Ramaphosa held his nerve and calmly, politely, explained to Trump that South Africa, as a multiparty democracy, allows conflicting voices. He allowed that the country has problems of violent crime but that it is not concentrated on the 7 per cent of the population who are white. (PBS reported on Wednesday the statistic that white farmers, who own over 50 per cent of the land, account for less than 1 per cent of the 27,000 annual murders in South Africa).
Ramaphosa introduced his agriculture minister, John Steenhuisen, who is white and who is a member of an opposition party. The minister respectfully told president Trump that, indeed, South Africa needed to 'start making farm attacks and stock theft a priority crime'.
'And it affects all farmers – particularly stock theft has a disproportionate effect on small elder black farmers.'
Patiently it was explained that Julius Malema, the Economic Freedom Fighter leader leading the anti-Boer chant, had been expelled from the ANC over a decade ago.
'The reason we chose to join hands was to keep those people out of power,' Steenhuisen said.
'We can't have those people sitting in the union buildings making decisions. That is why after 30 years of us exchanging barbs across the floor, we have decided to join hands. Need support of allies around the world. Shut the door forever on that rabble.'
Ernie Els spoke and gave a succinct if ambivalent account of the difficult years of the post-apartheid transition and of what Nelson Mandela represented. Goosen followed with an account of the difficulties his parents, who are white and farmers, had faced, including home attacks.

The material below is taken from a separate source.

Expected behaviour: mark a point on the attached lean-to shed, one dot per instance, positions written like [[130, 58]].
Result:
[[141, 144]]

Trump listened gravely to this more nuanced version of South Africa's history as told by those living, breathing and shaping it. He brooded. He may have been thinking about his – America's – blingy new jet plane from Qatar, which the Pentagon officially accepted on Wednesday.
To the president's obvious exasperation, some US media seemed more interested in asking him about that acquisition than discussing the evidence of murders and persecution he had just exposed. At one point, he turned to Ramaphosa to lament the state of the US fake news media who just want to talk about 'jets'.
'I am sorry I don't have a plane to give you,' Ramaphosa said.
'I wish you did, said the president of the United States. 'I'd take it.'
The occasion once again demonstrated Trump's contempt for the politesse of statecraft. It was a blatant piece of theatre designed to thrill the Maga heartland.
But Ramaphosa is a veteran of the formative days of a country of which Trump knows nothing. Mandela was his mentor. The visitor remained unflappable. He kept his counsel on South Africa's vociferous pro-Palestinian stance, declining to elaborate on his views on the genocidal conditions there.
And the presence of two fading golf stars brought to the White House a version of golf diplomacy. Ramaphosa left the weighty golf book behind and promised Trump he has been practising his game and joked that he is ready to play a round – maybe at the G20 summit in Johannesburg in November. Had he been in the Oval Office, Gary Player could but admire his countryman's coolness under pressure.